The figures are somewhat higher for the purchase of existing homes in the U.S., showing that it took more income to buy an existing home. A typical family would have to pay 37% of their income for a median-priced existing home while a low-income family would need to pay 74% of their earnings to make the same mortgage payment.

The second quarter of 2025 marked the largest historical gap where existing home prices exceeded those of new homes. Different dynamics in the two sectors are responsible for the price divergence. On one hand, builders are offering incentives for smaller homes on smaller lots, with streamlined options and features, and thus shifting their production toward less expensive homes.  Many existing homeowners, meanwhile, are locked-in their homes by low mortgage rates, limiting resale inventory, and causing existing home prices to increase.

The percentage of a family’s income needed to purchase a new home was unchanged at 36% from the first to the second quarter, while the low-income CHI fell from 72% to 71% over the same period.

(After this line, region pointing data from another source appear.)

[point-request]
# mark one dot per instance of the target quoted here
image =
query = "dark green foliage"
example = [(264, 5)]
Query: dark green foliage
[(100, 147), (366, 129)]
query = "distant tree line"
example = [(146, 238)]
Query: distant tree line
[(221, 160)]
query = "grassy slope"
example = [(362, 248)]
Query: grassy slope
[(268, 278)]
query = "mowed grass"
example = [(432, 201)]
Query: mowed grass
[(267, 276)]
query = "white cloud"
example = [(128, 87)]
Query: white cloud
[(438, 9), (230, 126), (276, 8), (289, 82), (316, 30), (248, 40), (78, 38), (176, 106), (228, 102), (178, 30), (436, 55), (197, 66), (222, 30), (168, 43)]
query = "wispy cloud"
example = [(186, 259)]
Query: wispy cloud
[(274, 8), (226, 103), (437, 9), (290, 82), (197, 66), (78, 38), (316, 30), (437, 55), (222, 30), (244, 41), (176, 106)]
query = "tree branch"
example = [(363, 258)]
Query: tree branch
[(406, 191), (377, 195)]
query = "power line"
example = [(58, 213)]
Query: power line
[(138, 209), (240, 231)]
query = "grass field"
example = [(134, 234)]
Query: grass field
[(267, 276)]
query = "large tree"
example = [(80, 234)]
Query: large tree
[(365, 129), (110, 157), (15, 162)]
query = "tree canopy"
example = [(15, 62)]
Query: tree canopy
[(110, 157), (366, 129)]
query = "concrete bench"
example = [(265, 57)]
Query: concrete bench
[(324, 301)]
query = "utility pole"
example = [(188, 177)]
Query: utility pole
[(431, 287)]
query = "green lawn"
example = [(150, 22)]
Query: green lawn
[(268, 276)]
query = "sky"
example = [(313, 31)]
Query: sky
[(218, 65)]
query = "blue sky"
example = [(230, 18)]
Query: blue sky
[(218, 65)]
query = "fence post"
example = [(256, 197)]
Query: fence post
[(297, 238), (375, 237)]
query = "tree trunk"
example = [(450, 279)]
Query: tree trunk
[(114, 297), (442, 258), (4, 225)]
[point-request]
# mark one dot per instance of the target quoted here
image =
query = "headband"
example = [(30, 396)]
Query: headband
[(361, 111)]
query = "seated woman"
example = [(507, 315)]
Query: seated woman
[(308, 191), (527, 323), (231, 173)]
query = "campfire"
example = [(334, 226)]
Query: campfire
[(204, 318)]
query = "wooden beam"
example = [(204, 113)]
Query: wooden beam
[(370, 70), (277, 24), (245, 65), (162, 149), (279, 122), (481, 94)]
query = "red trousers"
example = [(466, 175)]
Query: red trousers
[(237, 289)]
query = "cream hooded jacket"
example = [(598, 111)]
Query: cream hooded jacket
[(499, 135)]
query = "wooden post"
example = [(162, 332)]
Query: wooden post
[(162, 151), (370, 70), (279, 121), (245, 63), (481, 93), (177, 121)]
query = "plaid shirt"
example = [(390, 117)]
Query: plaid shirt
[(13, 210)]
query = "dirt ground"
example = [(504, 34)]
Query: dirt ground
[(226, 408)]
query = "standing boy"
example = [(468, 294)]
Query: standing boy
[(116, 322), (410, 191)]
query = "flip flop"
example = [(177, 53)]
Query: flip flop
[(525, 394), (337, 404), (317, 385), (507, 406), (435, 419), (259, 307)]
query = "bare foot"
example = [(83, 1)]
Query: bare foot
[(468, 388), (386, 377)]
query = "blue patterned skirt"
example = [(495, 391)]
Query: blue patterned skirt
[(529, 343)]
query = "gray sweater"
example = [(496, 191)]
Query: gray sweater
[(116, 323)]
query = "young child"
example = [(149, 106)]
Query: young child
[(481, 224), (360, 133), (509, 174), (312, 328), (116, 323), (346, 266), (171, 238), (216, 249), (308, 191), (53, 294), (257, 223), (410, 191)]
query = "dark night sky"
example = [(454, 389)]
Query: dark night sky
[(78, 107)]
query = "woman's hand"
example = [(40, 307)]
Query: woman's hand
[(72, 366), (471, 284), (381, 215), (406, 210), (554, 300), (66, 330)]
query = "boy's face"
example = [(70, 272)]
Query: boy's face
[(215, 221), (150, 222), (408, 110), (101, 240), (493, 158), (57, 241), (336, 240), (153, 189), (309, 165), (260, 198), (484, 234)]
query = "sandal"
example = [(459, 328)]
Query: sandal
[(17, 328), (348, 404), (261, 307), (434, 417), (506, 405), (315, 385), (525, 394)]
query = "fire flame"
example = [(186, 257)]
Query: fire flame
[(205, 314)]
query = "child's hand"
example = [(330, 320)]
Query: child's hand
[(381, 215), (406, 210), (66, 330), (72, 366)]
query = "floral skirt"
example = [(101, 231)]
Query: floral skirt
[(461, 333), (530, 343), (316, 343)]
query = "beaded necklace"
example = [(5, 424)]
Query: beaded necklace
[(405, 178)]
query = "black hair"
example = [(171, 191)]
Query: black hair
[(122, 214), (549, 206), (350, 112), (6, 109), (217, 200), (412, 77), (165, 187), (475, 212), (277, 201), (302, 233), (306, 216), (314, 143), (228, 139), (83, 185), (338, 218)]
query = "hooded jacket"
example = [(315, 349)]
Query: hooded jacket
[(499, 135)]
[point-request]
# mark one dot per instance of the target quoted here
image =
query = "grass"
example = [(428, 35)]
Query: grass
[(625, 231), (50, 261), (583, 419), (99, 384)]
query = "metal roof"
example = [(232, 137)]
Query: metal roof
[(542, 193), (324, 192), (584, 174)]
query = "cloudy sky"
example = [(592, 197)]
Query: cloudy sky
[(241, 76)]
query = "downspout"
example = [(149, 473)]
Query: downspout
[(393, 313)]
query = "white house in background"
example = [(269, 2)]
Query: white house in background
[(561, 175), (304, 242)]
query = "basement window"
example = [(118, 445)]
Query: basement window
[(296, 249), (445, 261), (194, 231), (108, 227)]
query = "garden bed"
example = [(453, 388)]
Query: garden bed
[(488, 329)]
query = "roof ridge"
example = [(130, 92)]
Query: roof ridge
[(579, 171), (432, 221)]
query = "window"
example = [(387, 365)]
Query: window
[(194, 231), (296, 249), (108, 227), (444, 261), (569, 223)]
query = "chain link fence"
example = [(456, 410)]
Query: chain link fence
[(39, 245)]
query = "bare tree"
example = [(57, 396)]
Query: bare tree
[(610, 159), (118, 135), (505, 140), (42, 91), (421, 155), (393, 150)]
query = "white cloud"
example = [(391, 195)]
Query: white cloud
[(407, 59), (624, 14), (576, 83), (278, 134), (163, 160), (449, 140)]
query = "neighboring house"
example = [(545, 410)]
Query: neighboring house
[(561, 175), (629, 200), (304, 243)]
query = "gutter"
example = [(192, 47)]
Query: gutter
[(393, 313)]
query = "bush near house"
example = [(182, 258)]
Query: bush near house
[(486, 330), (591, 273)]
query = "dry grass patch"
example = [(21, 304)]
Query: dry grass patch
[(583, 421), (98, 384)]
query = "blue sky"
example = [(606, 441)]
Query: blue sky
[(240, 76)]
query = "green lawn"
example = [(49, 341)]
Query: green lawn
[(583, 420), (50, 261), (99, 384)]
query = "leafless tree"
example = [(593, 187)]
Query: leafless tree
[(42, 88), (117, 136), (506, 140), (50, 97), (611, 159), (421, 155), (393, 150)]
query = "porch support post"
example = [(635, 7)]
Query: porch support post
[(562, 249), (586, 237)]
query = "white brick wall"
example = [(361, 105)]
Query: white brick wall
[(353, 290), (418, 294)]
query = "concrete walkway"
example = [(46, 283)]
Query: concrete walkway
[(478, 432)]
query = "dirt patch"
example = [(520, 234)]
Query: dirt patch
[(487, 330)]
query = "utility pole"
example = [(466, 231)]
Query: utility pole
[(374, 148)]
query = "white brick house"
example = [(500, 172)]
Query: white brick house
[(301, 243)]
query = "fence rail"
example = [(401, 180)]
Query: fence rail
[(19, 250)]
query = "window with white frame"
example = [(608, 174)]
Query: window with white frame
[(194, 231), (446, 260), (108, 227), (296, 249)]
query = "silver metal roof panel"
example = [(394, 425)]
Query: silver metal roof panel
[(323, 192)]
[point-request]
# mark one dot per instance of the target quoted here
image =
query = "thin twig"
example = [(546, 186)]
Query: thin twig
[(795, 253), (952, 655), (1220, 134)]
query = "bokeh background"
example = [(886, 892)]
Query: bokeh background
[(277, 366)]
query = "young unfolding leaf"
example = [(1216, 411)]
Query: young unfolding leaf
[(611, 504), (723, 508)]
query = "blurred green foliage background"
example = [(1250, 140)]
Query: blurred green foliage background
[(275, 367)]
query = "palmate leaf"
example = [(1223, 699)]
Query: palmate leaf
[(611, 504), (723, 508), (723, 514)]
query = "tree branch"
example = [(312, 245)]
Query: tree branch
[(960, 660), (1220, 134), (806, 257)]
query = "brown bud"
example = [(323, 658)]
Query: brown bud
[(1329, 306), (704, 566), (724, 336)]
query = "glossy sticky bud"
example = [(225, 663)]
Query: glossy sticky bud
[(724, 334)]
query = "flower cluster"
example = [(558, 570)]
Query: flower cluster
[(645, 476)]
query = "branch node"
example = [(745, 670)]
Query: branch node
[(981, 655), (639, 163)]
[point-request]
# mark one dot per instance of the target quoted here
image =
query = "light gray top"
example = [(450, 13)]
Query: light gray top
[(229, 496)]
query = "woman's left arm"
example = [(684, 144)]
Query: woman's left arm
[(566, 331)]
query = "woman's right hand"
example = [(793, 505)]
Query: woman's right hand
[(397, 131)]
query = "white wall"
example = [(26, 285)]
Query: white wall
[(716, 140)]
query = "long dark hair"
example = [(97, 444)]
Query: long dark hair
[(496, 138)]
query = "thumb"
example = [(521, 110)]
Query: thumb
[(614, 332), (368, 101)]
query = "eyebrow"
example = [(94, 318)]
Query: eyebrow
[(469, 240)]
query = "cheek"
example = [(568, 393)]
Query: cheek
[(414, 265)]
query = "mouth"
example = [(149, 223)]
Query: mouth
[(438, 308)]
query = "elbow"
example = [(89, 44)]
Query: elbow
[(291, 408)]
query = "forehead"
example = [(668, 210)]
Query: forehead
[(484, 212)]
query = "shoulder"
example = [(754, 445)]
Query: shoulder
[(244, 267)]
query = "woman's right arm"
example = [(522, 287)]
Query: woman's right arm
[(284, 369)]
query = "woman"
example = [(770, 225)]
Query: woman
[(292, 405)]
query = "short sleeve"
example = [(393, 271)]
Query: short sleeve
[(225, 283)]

Median new home prices edged down 1%, from $416,900 in Q1 2025 to $410,800 in Q2 2025, while the average 30-year mortgage rate slipped from 6.91% to 6.88%.

Affordability of existing homes, on the other hand, edged lower for both median- and low-income families between the first and second quarters. Median existing home prices rose 7% during this period, from $402,300 to $429,400. The share of income needed to pay for an existing home rose from 35% to 37% for a typical family and from 70% to 74% for a low-income family during this period.

CHI is also available for 175 metropolitan areas, calculating the percentage of a family’s income needed to make the mortgage payment on an existing home based on the local median home price and median income in those markets.

In 10 out of 175 markets in the second quarter, the typical family is severely cost-burdened (must pay more than 50% of their income on a median-priced existing home). In 85 other markets, such families are cost-burdened (need to pay between 31% and 50%). There are 80 markets where the CHI is 30% of earnings or lower.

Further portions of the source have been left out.